Furthermore, meekness gives birth to courage: the man who – not from some defect of his incensive faculty but out of a conscious choice to practice evangelical meekness with the help of grace – does not repay with slander the colleague who slanders him at work, or who does not voice resentment against his brother-in-law for not repaying a loan, or who practices absolute silence in regard to his wife’s defects of character, is more, not less, likely to lead the charge when the battle trumpet sounds. Self-sacrifice has become his fundamental orientation, and virtue to virtue gives birth.

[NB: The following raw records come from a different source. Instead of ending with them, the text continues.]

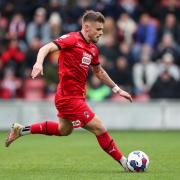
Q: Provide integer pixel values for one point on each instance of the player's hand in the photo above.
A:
(37, 70)
(125, 95)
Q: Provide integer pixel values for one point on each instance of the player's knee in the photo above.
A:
(98, 130)
(66, 131)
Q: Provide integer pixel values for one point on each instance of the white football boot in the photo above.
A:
(13, 134)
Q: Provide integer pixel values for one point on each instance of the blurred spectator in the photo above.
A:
(51, 77)
(146, 31)
(17, 27)
(97, 91)
(34, 89)
(10, 85)
(122, 74)
(126, 28)
(38, 27)
(109, 49)
(145, 73)
(167, 64)
(164, 87)
(55, 24)
(125, 51)
(146, 35)
(167, 45)
(131, 7)
(170, 27)
(13, 57)
(31, 54)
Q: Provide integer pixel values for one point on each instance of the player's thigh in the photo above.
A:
(65, 127)
(95, 126)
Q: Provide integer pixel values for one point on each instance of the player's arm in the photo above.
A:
(104, 77)
(43, 52)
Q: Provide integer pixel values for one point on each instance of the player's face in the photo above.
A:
(95, 31)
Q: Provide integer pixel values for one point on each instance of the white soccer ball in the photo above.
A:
(137, 161)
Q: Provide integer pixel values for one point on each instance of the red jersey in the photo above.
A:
(76, 55)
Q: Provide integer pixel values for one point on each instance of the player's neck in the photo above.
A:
(85, 36)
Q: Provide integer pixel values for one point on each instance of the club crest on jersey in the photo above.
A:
(86, 59)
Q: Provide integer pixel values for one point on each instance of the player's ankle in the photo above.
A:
(123, 162)
(25, 130)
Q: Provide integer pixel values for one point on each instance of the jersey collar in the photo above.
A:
(83, 37)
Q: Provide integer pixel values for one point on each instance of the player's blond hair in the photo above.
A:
(95, 16)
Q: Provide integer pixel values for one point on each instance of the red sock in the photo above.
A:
(108, 145)
(47, 128)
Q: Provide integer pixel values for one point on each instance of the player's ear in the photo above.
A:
(86, 27)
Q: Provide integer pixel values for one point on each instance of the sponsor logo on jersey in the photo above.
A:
(63, 37)
(86, 114)
(86, 59)
(76, 123)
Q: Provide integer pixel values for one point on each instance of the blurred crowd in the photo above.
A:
(140, 48)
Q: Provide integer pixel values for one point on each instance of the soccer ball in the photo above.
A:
(137, 161)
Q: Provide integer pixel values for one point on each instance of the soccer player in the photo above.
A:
(77, 53)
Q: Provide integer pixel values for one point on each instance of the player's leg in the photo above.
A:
(105, 140)
(63, 128)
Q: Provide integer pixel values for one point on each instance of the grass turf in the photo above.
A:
(78, 157)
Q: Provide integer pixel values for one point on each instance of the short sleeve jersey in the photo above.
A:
(76, 55)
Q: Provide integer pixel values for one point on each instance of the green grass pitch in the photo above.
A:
(78, 157)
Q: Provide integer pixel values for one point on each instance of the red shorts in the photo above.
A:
(75, 110)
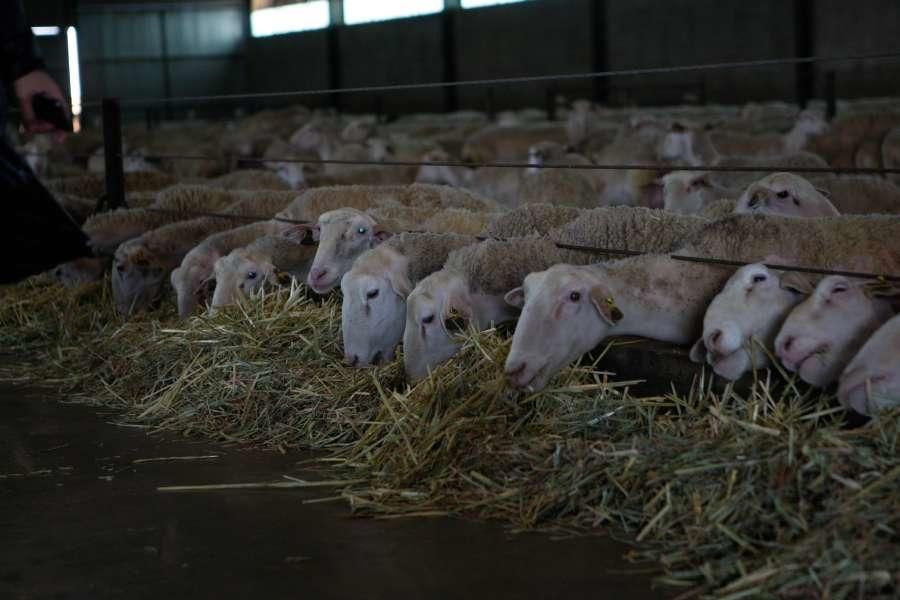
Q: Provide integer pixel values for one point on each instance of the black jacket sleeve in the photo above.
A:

To acquire both the discernment and the power to start practicing lofty evangelical virtues like meekness, however, we must have a conscious inner life. There is no external calculus one can apply infallibly to every single moral situation – you have to construct an inner compass. In the introduction to his Russian translation of the Philokalia, St. Theophan the Recluse states that cultivating the inner life of attentiveness is required of every Christian, not only consecrated ascetics:

Secret life in our Lord Jesus Christ, which is the truly Christian life, begins, develops, and rises to perfection (for each in his own measure), through the good will of God the Father, by the action of the grace of the Holy Spirit present in all Christians, and under the guidance of the Lord Jesus Christ Himself, Who promised to abide with us for all time…God’s grace calls all men to such a life; and for all men it is not only possible but obligatory… – Writings from the Philokalia on Prayer of the HeartKadloubovsky and Palmer trans., Faber and Faber 1951, p. 13

The Sermon on the Mount, with its demand for perfection above nature (“Be ye therefore perfect as your heavenly Father is perfect”), is comprehensible only to those leading the grace-filled life of the Church in the manner intended by God, that is, with the struggle for unceasing attention and prayer, under the guidance of the Church and in conjunction with the life of the Holy Mysteries. Teachings created by minds functioning outside of this life, whether on moral philosophy, social reform, or proposed political utopias, all contain fatal flaws. The only way back for us, the only return to sanity – for ourselves, our families, our nations, our civilization – is through the strait gate of the heart.